A photo from Vineyard Wind 1 groundbreaking

Construction Starts on First Large-Scale US Offshore Wind Farm

Vineyard Wind has broken ground for its 806 MW Vineyard Wind 1 project in Barnstable, Massachusetts, setting the US on a road to its first commercial-scale offshore wind farm, which is also the first such project in the Americas region.

Vineyard Wind

The groundbreaking ceremony took place on 18 November at Covell’s Beach, where the offshore wind farm will connect to the national grid on land, with the US Secretary of the Interior Deb Haaland, Massachusetts Governor Charlie Baker, Energy and Environmental Affairs Secretary Kathleen Theoharides, and Representative Bill Keating joining the team behind the project to celebrate the start of construction.

The first phase of construction works will include laying two transmission cables that will connect Vineyard Wind 1 to the mainland. Offshore work is scheduled to commence next year with the installation of foundations and cables, followed by wind turbines.

Last month, Italy’s Prysmian Group received the Notice to Proceed with its contract to supply a submarine power cable system for Vineyard Wind 1, which requires a total of 134 kilometres of power cables. Prysmian will produce the cables at its factories in Finland and Italy, and install them using its cable laying vessels Cable Enterprise and Ulisse.

Related Article

According to earlier information about the project, Linxon will construct a 220/115kV onshore substation that will connect the wind farm to the New England power grid.
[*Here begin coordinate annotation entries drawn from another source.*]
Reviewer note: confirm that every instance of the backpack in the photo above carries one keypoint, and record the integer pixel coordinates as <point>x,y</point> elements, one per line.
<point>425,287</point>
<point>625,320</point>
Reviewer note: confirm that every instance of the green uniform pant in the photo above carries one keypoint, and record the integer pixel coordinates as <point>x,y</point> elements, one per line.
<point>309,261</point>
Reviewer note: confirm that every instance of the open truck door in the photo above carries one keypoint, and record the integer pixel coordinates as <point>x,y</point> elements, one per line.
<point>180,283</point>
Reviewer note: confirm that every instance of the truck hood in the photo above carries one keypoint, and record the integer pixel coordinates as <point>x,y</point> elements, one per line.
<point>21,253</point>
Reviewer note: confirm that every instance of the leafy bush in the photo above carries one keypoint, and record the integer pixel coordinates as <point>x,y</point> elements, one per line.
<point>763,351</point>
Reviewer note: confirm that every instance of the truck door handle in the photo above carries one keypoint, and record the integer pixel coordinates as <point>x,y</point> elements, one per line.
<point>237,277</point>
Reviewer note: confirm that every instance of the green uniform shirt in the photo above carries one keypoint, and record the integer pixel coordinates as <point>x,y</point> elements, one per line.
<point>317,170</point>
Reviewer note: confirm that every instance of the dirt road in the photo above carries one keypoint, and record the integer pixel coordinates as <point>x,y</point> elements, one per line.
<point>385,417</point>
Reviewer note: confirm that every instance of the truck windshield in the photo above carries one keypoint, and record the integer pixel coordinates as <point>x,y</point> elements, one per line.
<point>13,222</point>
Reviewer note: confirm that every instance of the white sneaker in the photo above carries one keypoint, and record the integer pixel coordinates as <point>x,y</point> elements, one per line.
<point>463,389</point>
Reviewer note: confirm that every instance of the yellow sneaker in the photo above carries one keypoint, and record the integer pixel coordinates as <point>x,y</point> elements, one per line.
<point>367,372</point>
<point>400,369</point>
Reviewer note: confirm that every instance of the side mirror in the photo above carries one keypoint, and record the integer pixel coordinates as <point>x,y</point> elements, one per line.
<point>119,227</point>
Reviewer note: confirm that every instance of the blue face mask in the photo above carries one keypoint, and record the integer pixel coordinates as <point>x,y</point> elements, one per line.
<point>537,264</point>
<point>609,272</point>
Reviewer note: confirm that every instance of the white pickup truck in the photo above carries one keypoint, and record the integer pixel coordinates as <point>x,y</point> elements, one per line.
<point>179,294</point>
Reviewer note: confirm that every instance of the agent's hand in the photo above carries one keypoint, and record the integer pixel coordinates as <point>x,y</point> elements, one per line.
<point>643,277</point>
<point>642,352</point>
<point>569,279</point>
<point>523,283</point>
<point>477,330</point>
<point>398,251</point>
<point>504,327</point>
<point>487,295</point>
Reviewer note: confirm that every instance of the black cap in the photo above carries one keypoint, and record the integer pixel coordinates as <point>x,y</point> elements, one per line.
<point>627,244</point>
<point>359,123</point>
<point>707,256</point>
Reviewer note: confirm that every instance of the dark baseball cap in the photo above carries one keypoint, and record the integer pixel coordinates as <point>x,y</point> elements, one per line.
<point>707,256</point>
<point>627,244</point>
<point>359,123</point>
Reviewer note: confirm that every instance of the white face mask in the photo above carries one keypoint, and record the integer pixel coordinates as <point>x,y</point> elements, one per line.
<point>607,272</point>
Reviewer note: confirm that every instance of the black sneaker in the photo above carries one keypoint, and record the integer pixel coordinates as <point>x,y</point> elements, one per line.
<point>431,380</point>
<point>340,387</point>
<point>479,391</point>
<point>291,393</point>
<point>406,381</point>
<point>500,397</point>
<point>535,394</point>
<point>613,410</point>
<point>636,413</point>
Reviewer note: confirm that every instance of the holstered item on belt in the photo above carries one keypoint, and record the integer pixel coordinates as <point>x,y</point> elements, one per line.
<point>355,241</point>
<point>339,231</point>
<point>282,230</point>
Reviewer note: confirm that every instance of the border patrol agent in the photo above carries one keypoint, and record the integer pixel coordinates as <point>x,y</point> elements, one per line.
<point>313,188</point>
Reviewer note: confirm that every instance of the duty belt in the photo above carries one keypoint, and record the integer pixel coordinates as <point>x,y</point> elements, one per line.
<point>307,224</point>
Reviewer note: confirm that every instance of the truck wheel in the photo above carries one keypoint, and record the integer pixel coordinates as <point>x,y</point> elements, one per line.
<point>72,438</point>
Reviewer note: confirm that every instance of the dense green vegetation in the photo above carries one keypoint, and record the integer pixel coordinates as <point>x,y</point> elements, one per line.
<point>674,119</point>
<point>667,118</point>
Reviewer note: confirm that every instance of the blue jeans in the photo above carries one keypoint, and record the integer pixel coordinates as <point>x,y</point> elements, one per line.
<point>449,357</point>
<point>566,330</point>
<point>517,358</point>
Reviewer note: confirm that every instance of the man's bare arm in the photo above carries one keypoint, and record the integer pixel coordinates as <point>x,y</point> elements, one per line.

The wind farm, located 15 miles (some 24 kilometres) off the coast of Martha’s Vineyard in Massachusetts, will feature 62 Haliade-X 13 MW turbines and is expected to deliver its first power to the grid in 2023, with full commissioning scheduled for the fourth quarter of the year.

“Utility scale offshore wind projects like the one breaking ground today are a hallmark of the infrastructure revolution underway under the Biden-Harris administration, including with the President’s signing this week of the Infrastructure Investment and Jobs Act”, the US Department of the Interior (DOI) stated in a press release.

As reported this week, the new Infrastructure Investment and Jobs Act, signed into law by the US President Joe Biden on 15 November, will help expedite some of the infrastructure upgrades to ports and electrical grid needed to spur the creation of a national offshore wind industry, according to David Hardy, CEO of Ørsted Offshore North America.

Related Article

The Bureau of Ocean Energy Management (BOEM) approved the Vineyard Wind 1 offshore wind farm in July. Two months later, the developer Vineyard Wind, a joint venture between Avangrid Renewables and Copenhagen Infrastructure Partners (CIP), reached financial close on the project and moved it into the construction phase.

Vineyard Wind 1 is the first commercial-scale offshore wind farm in the US to achieve financial close and, at USD 2.3 billion, represents one of the largest investments in a single renewable energy projects in the US.

Related Article

DEME Offshore’s US arm was contracted to install both the foundations and the wind turbines.

As the contractor for the foundation installation, DEME will handle the transportation and installation of the monopile foundations, transition pieces, and scour protection for the wind turbine foundations, and will also transport and install the offshore electrical substation foundation and platform.

For the wind turbine installation, DEME Offshore US will team up with FOSS Maritime Company, a US maritime service contractor, which will provide skilled personnel and Jones Act compliant feeder vessels for the 62 GE Haliade-X units to be transported from the port of New Bedford to DEME’s installation jack-up vessel.

Jan De Nul and the TFKable Group-owned JDR will deliver almost 210 kilometres of 66 kV inter-array cables that will connect the project’s 62 turbines and transfer electricity to an offshore substation for transmission to the grid.